Her disability "created this hardship, but it's also created these opportunities to be the person she is," said friend and former classmate Alexandra Fitzmorris of California.
One of these opportunities is attending graduate school at the University of St. Andrews in Scotland.
"I don't know if I'd call myself an adventurer," Micaela said. "But if I want something, I'm willing to take risks to get it."
The only problem is the family needs to raise about $75,000 for tuition and living expenses to move abroad for a year. They don't need the entire amount by the end of the summer — just around $30,000 to get the ball rolling.
The MacDougalls already uprooted once, from Pennsylvania, leaving jobs and family, so Micaela could go to St. John's. She's an only child.
In Annapolis, Lynn works two part-time jobs and is Micaela's primary caregiver. Gregg, a Presbyterian pastor, runs a small church out of the family home and is a handyman.
Micaela hopes to enroll in a program leading to a master's of theology, imagination and the arts.
The family has roots in Scotland and Micaela already knows one of the professors at St. Andrews. She has been to the United Kingdom twice before, including a two-week summer British literature program at the University of Cambridge she helped finance by writing a short theology book.
St. John's has a Graduate Institute, and there are other, closer colleges where she could earn a master's degree, but she said St. Andrews is an ideal fit.
"She got in," Lynn said. "Why not try?"
Micaela is quiet and a planner. For example, knowing she has limited energy, she added up the total number of pages she'd have to read each semester at St. John's and divided it by the number of days, sticking to a strict schedule.
This contrasts with her love of fantasy novels, especially the works of C.S. Lewis and J.R. Tolkien. She wrote her senior St. John's paper comparing "The Lord of the Rings" characters Frodo and Aragorn to Jesus.
If she could be any character from the Tolkien books, she'd be the elf Galadriel — not all-powerful, but all-knowing, she said. The family dog, a miniature poodle Havanese mix, is called Strider, one of Aragorn's other names.

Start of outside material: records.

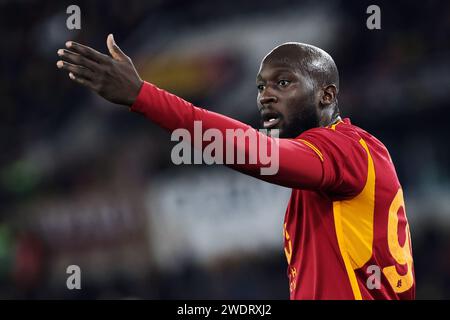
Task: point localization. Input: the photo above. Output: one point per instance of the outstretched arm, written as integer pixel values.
(116, 79)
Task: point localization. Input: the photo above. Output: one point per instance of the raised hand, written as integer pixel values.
(113, 77)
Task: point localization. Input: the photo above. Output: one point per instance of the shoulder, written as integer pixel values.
(345, 157)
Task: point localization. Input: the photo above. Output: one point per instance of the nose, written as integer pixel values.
(267, 97)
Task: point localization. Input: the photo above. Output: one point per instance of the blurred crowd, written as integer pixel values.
(78, 175)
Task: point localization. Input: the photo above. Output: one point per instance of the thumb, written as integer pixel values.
(114, 49)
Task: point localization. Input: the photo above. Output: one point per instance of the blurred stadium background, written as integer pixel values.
(85, 182)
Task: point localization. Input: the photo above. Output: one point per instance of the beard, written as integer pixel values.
(306, 118)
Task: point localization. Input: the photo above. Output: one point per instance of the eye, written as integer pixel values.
(284, 83)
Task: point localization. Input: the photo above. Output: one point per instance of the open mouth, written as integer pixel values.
(270, 119)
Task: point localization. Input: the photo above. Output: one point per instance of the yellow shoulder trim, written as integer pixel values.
(333, 127)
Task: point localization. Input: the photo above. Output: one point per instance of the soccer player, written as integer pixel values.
(346, 234)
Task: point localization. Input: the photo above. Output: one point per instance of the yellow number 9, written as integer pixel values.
(401, 254)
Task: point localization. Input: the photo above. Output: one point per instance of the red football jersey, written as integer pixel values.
(350, 238)
(346, 232)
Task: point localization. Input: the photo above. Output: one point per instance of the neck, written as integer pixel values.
(329, 117)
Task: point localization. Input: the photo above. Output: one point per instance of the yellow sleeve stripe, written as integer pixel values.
(313, 147)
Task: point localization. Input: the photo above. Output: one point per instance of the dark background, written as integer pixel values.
(88, 183)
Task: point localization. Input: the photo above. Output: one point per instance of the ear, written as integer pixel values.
(329, 94)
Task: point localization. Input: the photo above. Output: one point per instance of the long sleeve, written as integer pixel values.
(299, 165)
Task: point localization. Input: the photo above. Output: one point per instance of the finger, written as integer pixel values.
(85, 82)
(114, 49)
(87, 52)
(77, 59)
(76, 70)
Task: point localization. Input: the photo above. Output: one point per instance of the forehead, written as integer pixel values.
(268, 69)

With fantasy, Micaela said, she's not "trapped inside my own limitations."
The reality is that the MacDougalls are liquidating assets. They've also applied for several small scholarships and qualify for a $20,000 loan. Ideally, they'd rather not borrow, since the interest rate is extremely high, so they're raising money online. They've accumulated $11,450 via the Internet and two fundraisers are planned.
"If I can play a tiny role in helping her become the woman she was created to be, it's an honor," said Townsend McNitt, who is hosting one of the fundraisers and knows the family through St. Anne's Church. "You get inspired by her to look at things more deeply and to appreciate the beauty that's all around us."
St. John's President Chris Nelson is hosting the second fundraiser.
"What's she doing is important," Nelson said. "She trying to realize a dream she can't make on her own. All of us would love to help."
Lynn wants herself and her husband to accompany Micaela at least at first, to assist with any problems that arise. Down the road, they're going to look into independent living arrangements for their daughter.
If they don't raise enough money, they're willing to defer Scotland for a year. If it doesn't pan out then, grad school in the U.S. is a third option, Lynn said.
With Micaela, there's a sense of doing as much as they can as soon as they can, Lynn said. The disease is degenerative, and while it might not lead to a shortened lifespan, she'll most likely get weaker as she gets older.
Ultimately, Micaela wants to get a doctorate and be a college professor.
Gregg said things have a way of working out for the family, and people have rallied around them before.
Two Christmases ago, someone dropped an envelope into the mail slot on their front door with 10 $100 bills inside.
No note. Just the cash.
"They're a remarkable family," said Deede Rivers, who is active with St. Anne's. "They're the kind of people who are in your life and you're glad you connect with them."